Enfin, on découvre de nombreuses maquettes pour des réalisations monumentales : les châteaux d’eau de Valence (forcément !), des fontaines, des sculptures pour des parcs, des statues magistrales…. Parfois, plusieurs versions sont présentées, témoins du cheminement de la pensée créative de Philolaos.

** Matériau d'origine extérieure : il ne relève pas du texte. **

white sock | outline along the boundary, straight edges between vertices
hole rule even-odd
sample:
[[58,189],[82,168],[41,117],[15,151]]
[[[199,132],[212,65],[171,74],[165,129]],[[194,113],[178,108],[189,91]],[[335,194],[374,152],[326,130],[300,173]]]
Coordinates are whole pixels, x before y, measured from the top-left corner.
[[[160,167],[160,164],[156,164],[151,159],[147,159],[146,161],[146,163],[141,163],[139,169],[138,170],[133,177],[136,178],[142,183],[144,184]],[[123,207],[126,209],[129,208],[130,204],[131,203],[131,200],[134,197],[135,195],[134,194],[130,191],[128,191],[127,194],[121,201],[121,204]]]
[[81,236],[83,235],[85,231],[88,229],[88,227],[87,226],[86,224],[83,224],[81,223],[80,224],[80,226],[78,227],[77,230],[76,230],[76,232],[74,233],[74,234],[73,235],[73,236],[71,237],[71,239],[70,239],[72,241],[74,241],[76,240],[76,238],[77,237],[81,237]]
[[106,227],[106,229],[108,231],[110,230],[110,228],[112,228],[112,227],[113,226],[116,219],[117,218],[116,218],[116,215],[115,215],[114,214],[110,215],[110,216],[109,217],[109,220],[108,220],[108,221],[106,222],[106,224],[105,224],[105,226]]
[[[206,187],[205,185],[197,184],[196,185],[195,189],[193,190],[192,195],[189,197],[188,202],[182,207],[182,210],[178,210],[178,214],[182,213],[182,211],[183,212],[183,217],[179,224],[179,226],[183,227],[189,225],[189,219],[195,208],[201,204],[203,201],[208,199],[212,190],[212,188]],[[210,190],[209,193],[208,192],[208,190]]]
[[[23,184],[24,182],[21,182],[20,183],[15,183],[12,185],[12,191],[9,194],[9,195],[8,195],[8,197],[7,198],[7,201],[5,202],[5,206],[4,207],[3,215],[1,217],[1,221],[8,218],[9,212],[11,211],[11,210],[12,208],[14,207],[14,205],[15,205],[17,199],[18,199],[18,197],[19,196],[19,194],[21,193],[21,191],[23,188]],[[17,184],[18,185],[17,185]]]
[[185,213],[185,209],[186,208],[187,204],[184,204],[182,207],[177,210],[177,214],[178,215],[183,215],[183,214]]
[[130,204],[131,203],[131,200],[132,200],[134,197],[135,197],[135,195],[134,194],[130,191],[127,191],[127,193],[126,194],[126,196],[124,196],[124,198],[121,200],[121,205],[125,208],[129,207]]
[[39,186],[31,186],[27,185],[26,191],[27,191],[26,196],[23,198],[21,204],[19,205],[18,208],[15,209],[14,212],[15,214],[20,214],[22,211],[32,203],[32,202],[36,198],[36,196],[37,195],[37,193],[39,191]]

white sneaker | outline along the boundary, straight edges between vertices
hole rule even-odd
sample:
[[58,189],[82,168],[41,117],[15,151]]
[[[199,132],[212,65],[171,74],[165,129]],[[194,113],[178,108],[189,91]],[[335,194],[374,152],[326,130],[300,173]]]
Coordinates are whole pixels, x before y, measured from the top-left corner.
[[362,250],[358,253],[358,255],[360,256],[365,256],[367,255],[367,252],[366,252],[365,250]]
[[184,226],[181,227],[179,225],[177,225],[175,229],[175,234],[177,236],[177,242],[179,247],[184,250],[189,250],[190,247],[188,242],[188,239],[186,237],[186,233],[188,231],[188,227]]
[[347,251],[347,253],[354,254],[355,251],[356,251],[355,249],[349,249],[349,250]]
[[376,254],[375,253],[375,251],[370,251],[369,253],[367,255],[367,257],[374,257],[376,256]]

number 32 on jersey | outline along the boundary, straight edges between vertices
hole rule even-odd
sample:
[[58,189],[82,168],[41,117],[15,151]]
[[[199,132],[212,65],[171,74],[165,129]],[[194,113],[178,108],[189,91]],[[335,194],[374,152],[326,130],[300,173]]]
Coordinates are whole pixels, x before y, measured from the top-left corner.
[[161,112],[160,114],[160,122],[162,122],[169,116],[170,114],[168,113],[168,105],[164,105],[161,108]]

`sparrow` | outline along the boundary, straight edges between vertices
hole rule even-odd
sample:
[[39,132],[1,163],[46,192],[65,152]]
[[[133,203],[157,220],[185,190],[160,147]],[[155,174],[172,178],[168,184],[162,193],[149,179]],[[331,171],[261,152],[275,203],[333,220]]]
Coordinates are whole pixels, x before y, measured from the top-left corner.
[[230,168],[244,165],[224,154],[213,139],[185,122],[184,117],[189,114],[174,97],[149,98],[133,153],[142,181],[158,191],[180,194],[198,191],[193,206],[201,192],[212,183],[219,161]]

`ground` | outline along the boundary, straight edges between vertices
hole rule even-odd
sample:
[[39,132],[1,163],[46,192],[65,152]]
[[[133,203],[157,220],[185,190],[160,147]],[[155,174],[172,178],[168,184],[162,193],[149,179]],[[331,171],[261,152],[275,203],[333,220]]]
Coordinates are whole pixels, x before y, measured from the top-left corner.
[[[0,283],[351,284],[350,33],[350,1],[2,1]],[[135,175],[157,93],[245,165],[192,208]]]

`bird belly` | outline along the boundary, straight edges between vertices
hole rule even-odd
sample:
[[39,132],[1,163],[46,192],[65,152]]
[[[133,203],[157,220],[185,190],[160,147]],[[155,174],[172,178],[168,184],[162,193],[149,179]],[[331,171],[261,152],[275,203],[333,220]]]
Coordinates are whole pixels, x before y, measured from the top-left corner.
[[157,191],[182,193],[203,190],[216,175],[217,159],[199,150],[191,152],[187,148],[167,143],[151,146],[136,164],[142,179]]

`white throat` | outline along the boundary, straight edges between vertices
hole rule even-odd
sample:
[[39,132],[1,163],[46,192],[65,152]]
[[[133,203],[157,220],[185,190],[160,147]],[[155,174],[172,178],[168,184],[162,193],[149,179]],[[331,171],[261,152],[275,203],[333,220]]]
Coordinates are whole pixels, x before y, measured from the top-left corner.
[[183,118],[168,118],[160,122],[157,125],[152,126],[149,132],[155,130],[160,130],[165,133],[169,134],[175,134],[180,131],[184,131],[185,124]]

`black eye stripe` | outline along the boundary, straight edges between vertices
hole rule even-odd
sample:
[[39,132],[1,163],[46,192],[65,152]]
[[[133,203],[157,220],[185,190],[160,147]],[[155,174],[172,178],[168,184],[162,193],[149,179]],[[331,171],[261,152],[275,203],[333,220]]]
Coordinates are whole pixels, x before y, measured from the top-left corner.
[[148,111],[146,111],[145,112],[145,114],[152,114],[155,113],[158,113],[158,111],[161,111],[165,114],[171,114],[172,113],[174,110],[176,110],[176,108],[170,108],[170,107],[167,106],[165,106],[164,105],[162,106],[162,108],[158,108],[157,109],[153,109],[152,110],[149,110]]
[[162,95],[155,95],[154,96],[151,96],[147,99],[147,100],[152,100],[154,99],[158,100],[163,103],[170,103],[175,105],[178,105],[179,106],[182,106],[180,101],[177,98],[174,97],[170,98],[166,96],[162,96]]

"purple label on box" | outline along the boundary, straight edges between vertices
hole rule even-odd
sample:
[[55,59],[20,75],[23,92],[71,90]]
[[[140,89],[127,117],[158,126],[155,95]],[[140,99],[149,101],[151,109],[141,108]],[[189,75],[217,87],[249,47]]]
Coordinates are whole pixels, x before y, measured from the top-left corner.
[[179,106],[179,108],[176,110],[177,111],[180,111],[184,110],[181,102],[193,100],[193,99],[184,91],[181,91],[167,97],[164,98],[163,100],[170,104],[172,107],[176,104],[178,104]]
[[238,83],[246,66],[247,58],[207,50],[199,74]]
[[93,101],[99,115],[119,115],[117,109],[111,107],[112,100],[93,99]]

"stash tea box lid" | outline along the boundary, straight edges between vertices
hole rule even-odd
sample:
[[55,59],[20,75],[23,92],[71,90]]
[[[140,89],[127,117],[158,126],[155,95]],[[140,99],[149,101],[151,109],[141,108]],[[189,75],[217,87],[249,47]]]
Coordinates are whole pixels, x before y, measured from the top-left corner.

Je suis ressortie de l’exposition sous le charme des bois-reliefs et des créations en arts décoratifs, en particulier la vaisselle et les bouteilles en inox. J’ai pu découvrir la facette plus intime de cet artiste dont je connaissais déjà quelques oeuvres monumentales et c’est cette facette qui m’a le plus touchée.

200216_expo_Philolaos_1
Oeuvres de Philolaos en béton avec ruban d’acier (au 1er plan) et en acier (au 2nd plan) dans la cour du musée

200216_expo_Philolaos_2
Les Jumelles, sculpures en plomb

200216_expo_Philolaos_3
Buste en bronze

200216_expo_Philolaos_4
Vers l’abstration…

200216_expo_Philolaos_5
Les « bois-reliefs »

200216_expo_Philolaos_6
Les « bois-reliefs » – détail

200216_expo_Philolaos_7
Les « bois-reliefs » – détail

200216_expo_Philolaos_8
La découverte de l’inox

200216_expo_Philolaos_9
Etude pour un portail pour le Technocentre Renault de Guyancourt (78) / maquettes de statues : Christophe Colomb, Georges Pompidou, Pierre de Coubertin, Antoine de Saint-Exupéry

200216_expo_Philolaos_10
La salle à manger, mobilier et vaisselle de la maison de Philolaos

200216_expo_Philolaos_11
Etude pour un animal imaginaire en béton et ruban d’acier

Exposition « Philolaos, dans l’atelier du sculpteur » – Musée de Valence – Drôme – février 2020

 

(*) L’exposition se tient au Musée de Valence jusqu’au 8 mars 2020. Il s’agit de la première exposition retraçant l’ensemble de la carrière de Philolaos présentée dans un musée français.